The Malaysian navy has set fire to a foreign boat for illegally fishing in its waters, in what is thought to be the first such action by them.

The incident took place off the coast of the northern state of Kelantan on Wednesday (30 August), as Kuala Lumpur turned up the heat on foreign trawlers trespassing in its waters, according to the Malaysia Maritime Enforcement Agency (MMEA).

"This method shows how seriously the MMEA views incursions by foreign fishing boats in Malaysian waters," Reuters cited Mohd Taha Ibrahim, the MMEA's Deputy Director-General of Operations, as saying.

However, the agency did not reveal any details about the fishing boat or its country of origin.
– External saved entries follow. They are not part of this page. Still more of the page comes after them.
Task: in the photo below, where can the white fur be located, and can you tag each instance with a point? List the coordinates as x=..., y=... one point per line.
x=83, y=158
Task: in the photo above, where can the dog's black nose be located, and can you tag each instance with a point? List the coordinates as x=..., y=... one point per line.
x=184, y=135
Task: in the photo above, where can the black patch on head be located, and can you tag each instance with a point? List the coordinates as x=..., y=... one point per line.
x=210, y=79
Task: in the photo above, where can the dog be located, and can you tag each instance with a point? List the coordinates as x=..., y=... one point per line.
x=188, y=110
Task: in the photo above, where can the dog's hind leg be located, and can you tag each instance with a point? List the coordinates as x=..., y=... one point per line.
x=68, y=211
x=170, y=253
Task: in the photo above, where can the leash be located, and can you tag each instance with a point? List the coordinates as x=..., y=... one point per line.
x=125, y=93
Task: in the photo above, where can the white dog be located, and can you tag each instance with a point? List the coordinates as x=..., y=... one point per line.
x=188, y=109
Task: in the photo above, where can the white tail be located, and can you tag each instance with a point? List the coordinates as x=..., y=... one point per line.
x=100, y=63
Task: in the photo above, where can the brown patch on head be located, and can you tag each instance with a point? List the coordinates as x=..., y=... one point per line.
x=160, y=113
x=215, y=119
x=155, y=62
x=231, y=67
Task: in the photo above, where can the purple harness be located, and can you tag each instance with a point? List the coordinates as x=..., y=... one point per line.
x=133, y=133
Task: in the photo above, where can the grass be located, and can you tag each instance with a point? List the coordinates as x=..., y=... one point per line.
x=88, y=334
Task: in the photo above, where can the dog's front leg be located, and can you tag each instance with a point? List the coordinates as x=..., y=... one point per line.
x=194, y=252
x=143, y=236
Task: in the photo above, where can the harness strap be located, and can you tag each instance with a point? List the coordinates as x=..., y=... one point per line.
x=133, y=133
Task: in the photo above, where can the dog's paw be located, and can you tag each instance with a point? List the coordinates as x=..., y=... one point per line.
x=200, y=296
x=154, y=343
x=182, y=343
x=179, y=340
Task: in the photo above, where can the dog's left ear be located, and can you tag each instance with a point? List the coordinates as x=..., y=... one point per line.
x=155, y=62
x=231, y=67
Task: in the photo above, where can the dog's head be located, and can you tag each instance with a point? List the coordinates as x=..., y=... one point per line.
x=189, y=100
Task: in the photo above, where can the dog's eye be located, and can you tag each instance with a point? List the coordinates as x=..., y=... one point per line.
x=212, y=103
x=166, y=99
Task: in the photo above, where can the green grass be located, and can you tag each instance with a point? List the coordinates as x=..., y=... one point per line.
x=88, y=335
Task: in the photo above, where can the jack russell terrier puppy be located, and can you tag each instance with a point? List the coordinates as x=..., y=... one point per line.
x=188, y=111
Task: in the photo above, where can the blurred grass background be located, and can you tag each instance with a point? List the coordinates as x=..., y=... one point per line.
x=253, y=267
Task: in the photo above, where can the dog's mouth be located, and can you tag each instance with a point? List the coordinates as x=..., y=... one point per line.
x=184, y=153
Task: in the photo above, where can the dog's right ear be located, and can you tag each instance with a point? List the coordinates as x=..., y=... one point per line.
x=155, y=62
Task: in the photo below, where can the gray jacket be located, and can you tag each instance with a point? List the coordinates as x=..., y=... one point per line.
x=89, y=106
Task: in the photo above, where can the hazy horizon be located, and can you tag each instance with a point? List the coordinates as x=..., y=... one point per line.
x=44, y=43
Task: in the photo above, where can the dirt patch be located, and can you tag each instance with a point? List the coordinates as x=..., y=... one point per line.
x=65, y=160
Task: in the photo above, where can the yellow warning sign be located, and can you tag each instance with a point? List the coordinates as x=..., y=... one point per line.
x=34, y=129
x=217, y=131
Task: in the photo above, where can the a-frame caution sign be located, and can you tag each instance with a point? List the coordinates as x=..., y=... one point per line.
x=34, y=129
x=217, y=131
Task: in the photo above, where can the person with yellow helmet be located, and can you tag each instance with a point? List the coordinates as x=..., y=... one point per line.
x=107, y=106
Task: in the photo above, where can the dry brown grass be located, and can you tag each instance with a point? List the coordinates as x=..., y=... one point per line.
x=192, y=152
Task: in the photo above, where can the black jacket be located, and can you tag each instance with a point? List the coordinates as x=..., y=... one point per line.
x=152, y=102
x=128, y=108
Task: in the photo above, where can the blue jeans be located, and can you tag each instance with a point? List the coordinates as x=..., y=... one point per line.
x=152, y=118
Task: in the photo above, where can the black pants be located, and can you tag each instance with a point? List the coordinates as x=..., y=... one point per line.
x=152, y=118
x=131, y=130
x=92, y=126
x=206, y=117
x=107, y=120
The Southeast Asian nation has apparently sunk 285 foreign trawlers across the country so far in a bid to create artificial reefs. However, the methods used to stop illegal fishing have not made a "deep impact" on foreign fishermen operating in Malaysian waters, Mohd Taha noted.

"The MMEA will continue to ramp up our surveillance and patrols to clamp down on crimes committed out at sea," he added.

Illegal fishing boat set on fire
The porous maritime borders have long been a source of constant trouble for Malaysia as the country struggles to fight illegal fishing in the region's waters ~ file photo Reuters/Jessica Helena Wuysang/Antara Foto

Porous maritime borders have long been a constant source of trouble for Malaysia as the country, like its neighbours, struggles to fight illegal fishing in the region's waters.

Among Southeast Asian countries, Indonesia is reportedly notorious for blowing up foreign boats that are caught fishing illegally. The world's largest archipelago nation has taken a tough stance against illegal fishing since President Jokowi Widodo took office in 2014.

Around 200 fishing boats — from China, Vietnam, Malaysia, and Nigeria — are all reported to have been blown up since, while the fate of over 20 others will be decided by court rulings.

In April this year, Indonesian authorities sank 81 fishing boats — mostly foreign trawlers — after they were caught fishing illegally in its waters.

In early 2016, more than 100 Chinese fishing vessels were detected off the Borneo state of Sarawak carrying out the activity.